Posted March. 25, 2005 23:34,
A Heavier Burden for the Parents -
Many parents are feeling the economical and psychological burden of suddenly having to deal with Saturday holidays.
To begin with, working spouses who have no place to entrust their children on Saturdays have increased their concerns over this matter. According to the Seoul Metropolitan Office of Education, around 100,000 elementary school students, or 13 percent of a total of 730,000 students in Seoul elementary schools, are home alone students on Saturdays.
Working mother Lee Gyung-mi (44, Bangbae-dong, Seocho-gu, Seoul) plans to enroll her two daughters, who are second and sixth graders, in school programs. Lee said, They need hands-on activities in order to be competitive in their studies from now on, but I am sorry for my daughters that I cannot let them engage in any activities on Saturdays like other parents do for their children.
There is a considerable financial burden in providing hands-on experiences or enjoying leisure activities with the children on Saturdays. Housewife Oh (41, Bundang-gu, Sungnam, Gyeonggi Province) expressed her concern, saying, If I want to go on a trip with my children, I am faced with traffic fees, various entry fees and dining costs that are not a small amount.

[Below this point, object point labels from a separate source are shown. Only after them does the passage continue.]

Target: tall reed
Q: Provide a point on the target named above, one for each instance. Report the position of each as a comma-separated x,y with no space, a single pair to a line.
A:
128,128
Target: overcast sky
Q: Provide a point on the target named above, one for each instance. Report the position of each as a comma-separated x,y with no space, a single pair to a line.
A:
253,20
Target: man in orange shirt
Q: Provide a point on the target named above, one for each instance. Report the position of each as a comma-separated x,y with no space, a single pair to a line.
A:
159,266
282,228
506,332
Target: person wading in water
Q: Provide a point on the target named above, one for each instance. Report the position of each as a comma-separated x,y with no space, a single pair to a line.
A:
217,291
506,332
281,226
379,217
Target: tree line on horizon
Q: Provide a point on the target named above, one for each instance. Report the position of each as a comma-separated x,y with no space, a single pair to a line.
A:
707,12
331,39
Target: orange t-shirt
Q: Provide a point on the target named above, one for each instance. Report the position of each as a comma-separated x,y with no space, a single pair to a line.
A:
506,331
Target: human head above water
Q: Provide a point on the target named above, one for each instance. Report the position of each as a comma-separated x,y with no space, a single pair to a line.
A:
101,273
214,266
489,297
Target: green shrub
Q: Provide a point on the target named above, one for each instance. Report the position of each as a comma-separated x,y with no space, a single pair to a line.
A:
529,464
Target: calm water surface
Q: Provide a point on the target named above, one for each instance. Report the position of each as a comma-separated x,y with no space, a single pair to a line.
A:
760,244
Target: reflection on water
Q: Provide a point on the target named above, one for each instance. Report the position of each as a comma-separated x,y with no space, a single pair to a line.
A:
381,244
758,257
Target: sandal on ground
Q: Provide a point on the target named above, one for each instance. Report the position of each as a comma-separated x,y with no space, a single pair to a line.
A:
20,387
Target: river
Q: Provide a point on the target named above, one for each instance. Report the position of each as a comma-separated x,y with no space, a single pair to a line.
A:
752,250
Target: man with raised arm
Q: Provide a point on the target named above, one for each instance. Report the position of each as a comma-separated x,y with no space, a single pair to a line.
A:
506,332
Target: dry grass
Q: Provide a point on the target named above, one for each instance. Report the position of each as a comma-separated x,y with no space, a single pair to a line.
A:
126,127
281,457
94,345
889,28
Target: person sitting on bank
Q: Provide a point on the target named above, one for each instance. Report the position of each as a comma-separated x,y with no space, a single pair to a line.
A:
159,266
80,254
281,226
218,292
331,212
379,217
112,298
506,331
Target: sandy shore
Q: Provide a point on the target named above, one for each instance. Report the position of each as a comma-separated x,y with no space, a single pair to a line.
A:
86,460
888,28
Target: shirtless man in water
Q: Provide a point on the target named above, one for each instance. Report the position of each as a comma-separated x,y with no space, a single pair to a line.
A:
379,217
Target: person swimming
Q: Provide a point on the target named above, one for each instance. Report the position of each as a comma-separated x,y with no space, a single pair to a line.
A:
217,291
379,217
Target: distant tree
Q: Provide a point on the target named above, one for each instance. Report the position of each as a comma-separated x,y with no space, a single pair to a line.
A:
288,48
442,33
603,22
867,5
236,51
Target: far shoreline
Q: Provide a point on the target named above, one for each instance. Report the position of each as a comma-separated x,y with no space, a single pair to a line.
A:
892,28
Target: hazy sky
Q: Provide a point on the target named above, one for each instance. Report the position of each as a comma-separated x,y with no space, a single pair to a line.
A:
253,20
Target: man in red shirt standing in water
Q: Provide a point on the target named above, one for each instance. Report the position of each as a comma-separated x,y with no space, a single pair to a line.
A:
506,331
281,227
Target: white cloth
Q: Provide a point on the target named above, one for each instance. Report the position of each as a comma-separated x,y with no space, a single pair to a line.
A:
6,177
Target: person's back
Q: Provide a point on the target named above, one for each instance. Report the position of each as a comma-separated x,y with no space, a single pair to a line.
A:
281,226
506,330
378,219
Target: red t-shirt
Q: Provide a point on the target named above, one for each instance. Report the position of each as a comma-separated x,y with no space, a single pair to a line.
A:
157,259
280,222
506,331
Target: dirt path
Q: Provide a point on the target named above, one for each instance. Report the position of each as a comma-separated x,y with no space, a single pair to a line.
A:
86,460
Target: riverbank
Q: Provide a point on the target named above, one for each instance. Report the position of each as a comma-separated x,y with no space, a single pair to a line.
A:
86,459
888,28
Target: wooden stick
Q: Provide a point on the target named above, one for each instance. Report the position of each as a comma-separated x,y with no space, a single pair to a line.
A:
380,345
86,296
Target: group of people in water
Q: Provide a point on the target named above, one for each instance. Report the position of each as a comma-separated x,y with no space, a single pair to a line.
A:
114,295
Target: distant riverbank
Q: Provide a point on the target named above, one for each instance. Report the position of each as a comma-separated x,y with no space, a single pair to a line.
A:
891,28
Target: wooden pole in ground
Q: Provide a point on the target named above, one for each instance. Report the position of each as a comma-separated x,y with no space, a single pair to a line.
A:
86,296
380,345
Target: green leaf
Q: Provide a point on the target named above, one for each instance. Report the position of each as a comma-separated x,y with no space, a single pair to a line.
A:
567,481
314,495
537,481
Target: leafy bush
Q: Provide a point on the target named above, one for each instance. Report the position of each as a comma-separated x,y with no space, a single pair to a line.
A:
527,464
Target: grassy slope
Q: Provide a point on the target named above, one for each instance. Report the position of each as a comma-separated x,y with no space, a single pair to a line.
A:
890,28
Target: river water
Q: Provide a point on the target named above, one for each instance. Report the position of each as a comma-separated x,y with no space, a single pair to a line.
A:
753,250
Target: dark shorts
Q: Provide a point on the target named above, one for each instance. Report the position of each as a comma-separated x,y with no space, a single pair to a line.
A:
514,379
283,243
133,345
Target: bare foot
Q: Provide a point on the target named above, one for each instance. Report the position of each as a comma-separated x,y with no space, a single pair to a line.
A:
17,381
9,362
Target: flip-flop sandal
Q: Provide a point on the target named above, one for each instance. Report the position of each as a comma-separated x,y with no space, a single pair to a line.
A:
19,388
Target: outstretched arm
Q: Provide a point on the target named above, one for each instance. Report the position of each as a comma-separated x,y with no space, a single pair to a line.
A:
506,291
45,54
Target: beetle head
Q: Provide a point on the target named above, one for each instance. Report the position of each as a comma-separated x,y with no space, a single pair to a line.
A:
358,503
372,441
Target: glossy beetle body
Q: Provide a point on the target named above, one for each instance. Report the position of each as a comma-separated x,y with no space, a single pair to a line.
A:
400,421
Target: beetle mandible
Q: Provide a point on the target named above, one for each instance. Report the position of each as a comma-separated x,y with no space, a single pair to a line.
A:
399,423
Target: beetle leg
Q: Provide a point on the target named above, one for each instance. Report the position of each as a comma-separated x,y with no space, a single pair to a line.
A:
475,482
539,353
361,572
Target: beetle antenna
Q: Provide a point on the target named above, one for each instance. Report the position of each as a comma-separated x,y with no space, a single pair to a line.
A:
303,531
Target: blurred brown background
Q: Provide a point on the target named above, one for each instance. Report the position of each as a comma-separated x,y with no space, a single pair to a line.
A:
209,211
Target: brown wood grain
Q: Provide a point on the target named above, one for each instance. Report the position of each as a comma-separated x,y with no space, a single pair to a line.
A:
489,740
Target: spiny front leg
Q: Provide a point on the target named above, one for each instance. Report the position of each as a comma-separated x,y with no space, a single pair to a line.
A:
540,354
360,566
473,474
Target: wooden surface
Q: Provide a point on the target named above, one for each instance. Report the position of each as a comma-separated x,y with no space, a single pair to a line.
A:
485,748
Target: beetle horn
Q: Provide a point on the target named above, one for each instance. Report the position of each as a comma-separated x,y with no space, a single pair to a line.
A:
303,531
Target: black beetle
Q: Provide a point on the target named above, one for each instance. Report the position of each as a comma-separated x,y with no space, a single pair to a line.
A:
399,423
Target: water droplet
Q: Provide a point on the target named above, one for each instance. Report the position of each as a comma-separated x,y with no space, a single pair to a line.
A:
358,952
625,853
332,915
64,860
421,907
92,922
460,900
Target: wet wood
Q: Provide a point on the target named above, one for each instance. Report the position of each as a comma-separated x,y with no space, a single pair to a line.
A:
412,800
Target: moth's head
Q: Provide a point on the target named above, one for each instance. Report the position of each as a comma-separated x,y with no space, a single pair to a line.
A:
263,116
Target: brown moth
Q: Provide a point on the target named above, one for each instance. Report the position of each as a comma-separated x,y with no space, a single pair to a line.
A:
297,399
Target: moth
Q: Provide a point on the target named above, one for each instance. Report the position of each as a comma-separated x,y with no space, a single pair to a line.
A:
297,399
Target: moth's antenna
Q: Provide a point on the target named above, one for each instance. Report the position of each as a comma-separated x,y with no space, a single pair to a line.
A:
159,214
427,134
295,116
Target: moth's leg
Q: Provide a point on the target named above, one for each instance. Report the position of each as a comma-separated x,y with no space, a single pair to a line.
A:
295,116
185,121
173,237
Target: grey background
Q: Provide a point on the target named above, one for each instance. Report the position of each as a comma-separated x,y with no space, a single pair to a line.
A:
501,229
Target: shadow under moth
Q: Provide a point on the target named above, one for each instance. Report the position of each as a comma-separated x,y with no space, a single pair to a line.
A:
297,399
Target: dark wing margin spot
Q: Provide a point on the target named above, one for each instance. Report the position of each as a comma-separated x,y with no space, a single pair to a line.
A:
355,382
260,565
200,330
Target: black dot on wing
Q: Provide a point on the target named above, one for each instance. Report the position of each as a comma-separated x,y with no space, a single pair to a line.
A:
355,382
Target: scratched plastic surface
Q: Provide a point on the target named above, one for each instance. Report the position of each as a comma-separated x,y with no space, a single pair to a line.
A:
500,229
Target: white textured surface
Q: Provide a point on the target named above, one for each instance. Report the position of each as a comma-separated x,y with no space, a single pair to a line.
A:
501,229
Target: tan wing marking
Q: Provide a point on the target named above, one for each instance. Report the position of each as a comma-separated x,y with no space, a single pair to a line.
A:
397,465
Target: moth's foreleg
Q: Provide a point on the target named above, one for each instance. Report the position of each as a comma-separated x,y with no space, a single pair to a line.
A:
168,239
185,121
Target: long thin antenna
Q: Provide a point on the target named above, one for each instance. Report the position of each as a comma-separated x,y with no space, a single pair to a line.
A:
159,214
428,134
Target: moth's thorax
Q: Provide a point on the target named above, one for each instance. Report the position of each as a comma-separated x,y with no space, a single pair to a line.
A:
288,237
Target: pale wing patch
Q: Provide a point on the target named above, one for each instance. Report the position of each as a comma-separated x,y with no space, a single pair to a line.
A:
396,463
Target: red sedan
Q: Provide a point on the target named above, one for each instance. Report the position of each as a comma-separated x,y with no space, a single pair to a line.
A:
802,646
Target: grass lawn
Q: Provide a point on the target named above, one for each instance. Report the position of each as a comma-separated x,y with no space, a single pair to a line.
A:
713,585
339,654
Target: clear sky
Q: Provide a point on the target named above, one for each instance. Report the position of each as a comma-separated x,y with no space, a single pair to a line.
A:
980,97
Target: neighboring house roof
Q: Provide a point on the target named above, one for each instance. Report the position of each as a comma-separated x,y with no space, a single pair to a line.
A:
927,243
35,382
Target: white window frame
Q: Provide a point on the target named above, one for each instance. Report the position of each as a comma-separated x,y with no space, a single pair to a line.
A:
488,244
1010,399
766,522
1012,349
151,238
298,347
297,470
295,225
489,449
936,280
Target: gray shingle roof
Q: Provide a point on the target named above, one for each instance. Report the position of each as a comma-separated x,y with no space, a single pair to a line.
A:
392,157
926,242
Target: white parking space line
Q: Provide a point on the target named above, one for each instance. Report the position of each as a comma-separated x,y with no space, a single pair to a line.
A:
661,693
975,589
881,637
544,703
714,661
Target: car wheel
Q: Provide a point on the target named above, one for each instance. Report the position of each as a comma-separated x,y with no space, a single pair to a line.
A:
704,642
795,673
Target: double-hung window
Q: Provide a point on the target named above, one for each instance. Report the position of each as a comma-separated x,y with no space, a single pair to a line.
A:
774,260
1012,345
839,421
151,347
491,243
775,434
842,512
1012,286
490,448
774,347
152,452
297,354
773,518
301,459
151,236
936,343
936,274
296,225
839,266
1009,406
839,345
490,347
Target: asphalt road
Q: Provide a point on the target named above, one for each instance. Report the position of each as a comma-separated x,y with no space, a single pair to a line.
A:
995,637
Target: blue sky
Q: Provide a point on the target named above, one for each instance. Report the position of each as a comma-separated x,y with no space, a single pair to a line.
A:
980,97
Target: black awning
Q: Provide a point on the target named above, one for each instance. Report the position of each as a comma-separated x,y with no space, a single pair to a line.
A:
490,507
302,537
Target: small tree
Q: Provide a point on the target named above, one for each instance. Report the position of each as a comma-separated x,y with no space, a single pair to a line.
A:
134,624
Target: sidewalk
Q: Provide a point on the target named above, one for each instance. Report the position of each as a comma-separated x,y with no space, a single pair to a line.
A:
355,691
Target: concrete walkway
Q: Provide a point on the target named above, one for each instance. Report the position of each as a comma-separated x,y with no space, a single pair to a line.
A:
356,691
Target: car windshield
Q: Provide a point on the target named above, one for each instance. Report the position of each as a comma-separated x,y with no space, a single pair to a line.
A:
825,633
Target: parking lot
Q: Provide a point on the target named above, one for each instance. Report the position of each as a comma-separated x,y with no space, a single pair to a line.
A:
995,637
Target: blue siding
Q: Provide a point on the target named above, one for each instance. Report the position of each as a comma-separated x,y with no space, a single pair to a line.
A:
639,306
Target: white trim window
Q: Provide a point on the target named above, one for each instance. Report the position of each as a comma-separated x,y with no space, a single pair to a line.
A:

Discontent is arising as well over the fact that there is no social infrastructure to cope with Saturday holidays. In Japan, for instance, elementary school students are given free admission into national art centers and museums on Saturdays, and they are also given a weekend childrens pass on the Japan Rail, which entitles them to enjoy a discount for rides.
Meanwhile, in order to understand the change in the students lifestyles due to the Saturday breaks and to prepare for an increased operation of this system, the Ministry of Education and Human Resources Development is planning to select two elementary, middle, and high schools from each city provinces Office of Education (totaling 96 schools), and run a survey by November.
In addition, the ministry has agreed to hold Saturday holidays twice a month in 290 (2.7 percent of all schools nationwide) elementary, middle and high schools, and to fix the five-day-a-week plan for next year after gathering opinions through public hearings.